Thursday, March 22, 2012

3 XML Bulk Load questions

1) Is it possible to pass the schema file as a stream, rather than a
pathname to a file on disk, as the first parameter of the Bulk Load Execute
method?
2) I've built a .Net wrapper for the Bulk Load application and while I'm
considering expanding on it's functionality I'm pretty confident that
Microsoft will eventually expand their own native .Net versions of the
SQLXML suite to include Bulk Load. Any ideas if this is coming soon or are
we likely looking at a SQL 2005 timeframe.
3) I am encountering the following error: "No data was provided for column
'COLUMN1' on table 'TABLE1', and this column cannot contain NULL values."
According to the documentation, the KeepNulls property, "Specifies what
value to use for a column that is missing a corresponding attribute or
subelement in the XML document. This is a Boolean property. When the
property is set to TRUE, XML Bulk Load assigns a null value to the column.
It does not assign the column's default value, if any, as set on the
server." I have tried setting the KeepNulls property to both True and
False and the same error message is returned.
It seems that if the schema file defines a table element but the data file
doesn't include a value for that element, then bulk load attempts to insert
a NULL value for this field . This obviously becomes a problem in tables
which have fields defined as NOT NULL. That said, I believe you can define
a default value (via attributes) in the case where no value is supplied,
however this design decision seems somewhat flawed to me from a
functionality and performance standpoint.
For example, you might have a table with 50 fields but in some cases you
might only be inserting 2 field values. Therefore, if you create a schema
file with all 50 fields and their corresponding defaults, I imagine Bulk
Load will have to dynamically build and run the following query when only 2
fields values are supplied in a data file for a record...
INSERT INTO TABLE1 (Field1,Field2...Field50)
VALUES (Value1,Value2,...Value50)
rather than dynamically building a shorter Insert statement and running the
following more efficient query...
INSERT INTO TABLE1 (Field1,Field2)
VALUES (Value1,Value2)
Is there a particular reason this design approach was taken or am I missing
a different approach to this particular problem?
Thank you.
ps . I'm using the latest version from the website - SQLXML 3.0 SP2.
Since there have been no replies to my original post...
1) It looks like there isn't an overloaded method to pass a stream as the
first parameter so you must pass the path to a file. That said, if
Microsoft is listening, this would be nice for those cases where you are
dynamically building the schema in memory and would like to prevent having
to force a physical read from the disk.
2) I've read somewhere that Microsoft will be supplying a fully .Net enabled
version - probably sometime during the Longhorn/SQL 2005 timeframe.

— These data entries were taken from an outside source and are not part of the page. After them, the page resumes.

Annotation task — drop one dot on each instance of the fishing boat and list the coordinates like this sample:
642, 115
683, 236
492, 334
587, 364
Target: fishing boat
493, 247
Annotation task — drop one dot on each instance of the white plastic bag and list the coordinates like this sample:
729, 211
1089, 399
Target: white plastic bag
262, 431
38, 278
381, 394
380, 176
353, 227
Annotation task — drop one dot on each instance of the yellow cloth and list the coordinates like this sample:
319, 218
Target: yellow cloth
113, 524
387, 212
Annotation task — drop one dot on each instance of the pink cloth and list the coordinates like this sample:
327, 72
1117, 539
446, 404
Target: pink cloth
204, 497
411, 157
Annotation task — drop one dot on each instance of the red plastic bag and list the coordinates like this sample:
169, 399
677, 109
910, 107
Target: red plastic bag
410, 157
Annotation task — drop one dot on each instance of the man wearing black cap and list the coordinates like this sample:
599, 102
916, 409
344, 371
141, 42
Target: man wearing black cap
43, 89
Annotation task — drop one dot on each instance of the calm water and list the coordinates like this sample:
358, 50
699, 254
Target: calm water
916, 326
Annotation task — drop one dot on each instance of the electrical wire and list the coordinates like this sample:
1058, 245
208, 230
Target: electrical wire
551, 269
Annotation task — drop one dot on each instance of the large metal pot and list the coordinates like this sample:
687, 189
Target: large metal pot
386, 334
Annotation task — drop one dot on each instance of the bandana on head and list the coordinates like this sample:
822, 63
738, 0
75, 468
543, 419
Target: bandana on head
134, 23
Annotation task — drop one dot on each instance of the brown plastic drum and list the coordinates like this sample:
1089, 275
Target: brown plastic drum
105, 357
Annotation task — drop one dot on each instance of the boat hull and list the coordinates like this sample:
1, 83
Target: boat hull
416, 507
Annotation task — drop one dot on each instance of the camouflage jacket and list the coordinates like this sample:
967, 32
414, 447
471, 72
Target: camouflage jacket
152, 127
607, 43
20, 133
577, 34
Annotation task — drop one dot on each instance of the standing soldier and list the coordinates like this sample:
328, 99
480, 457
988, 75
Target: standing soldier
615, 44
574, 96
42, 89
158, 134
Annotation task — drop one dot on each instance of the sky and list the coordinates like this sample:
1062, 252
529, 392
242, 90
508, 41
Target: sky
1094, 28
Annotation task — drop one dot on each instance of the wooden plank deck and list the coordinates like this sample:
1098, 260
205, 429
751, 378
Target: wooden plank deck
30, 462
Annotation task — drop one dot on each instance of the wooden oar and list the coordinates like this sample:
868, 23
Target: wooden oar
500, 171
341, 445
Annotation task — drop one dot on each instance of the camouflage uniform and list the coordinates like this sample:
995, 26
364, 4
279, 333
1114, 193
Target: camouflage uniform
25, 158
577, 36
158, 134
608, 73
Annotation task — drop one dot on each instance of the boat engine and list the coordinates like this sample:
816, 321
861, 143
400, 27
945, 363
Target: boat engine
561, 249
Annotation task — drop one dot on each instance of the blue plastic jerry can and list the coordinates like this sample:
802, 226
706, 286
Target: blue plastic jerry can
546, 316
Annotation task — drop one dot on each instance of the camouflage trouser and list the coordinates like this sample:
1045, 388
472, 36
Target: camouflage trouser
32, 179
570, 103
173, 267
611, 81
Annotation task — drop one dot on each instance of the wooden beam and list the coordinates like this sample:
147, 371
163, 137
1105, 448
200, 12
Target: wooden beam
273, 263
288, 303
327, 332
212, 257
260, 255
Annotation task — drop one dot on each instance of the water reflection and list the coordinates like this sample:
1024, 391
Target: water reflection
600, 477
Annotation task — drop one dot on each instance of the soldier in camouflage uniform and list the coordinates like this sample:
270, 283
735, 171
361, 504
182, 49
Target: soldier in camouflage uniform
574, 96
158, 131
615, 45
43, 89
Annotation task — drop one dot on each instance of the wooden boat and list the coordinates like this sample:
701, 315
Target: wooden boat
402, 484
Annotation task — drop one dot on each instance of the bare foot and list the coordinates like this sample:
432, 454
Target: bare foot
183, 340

3) While it would be nice to get some feedback on the design decision I
hinted at in my third question I was more concerned with the implementation
of Bulk Load given a specific scenario. Here's my findings given three
different approaches with my original question reflected in the third
scenario...
Example 1: Mapped field with value:
Schema file - contains field DocumentID
Data file - contains data for field DocumentID
Result - Successfully integrates value supplied in the data file into the
DocumentID field
Example 2: Unmapped field no value:
Schema file - doesn't contain field DocumentID
Data file - no data for field DocumentID
Result - If a default value has been setup for this field in the destination
table then that value is used, otherwise if no default is defined, a NULL
value is inserted. In addition, you can force a NULL to be inserted for
unmapped columns by setting the KeepNulls property to TRUE. In both
situations where a NULL might be inserted, if no nulls are defined for the
field in the destination table then an error is returned.
Example 3: Mapped field no value:
Schema file - contains field DocumentID
Data file - no data for field DocumentID
Result - Integration fails and error message is returned - "No data was
provided for column 'DocumentID' on table 'Table1', and this column cannot
contain NULL values (the KeepNulls property has no bearing on the results in
this case as it only relates to unmapped columns). You can get around this
by defining a default for the column using attributes, however, in my
opinion this is a flawed solution as it just increases the size of your
schema file and requires you to keep your destination table and schema file
default values always in sync.
So why doesn't Bulk Load use the field default instead of trying to insert a
NULL value in scenario 3? I guess the Bulk Load program is creating the
column_list for its INSERT statement based on ALL the values from the
schema file. And where there is no corresponding data value, it inserts a
NULL value.
INSERT INTO TABLE1 (Field1,DocumentID...Field50)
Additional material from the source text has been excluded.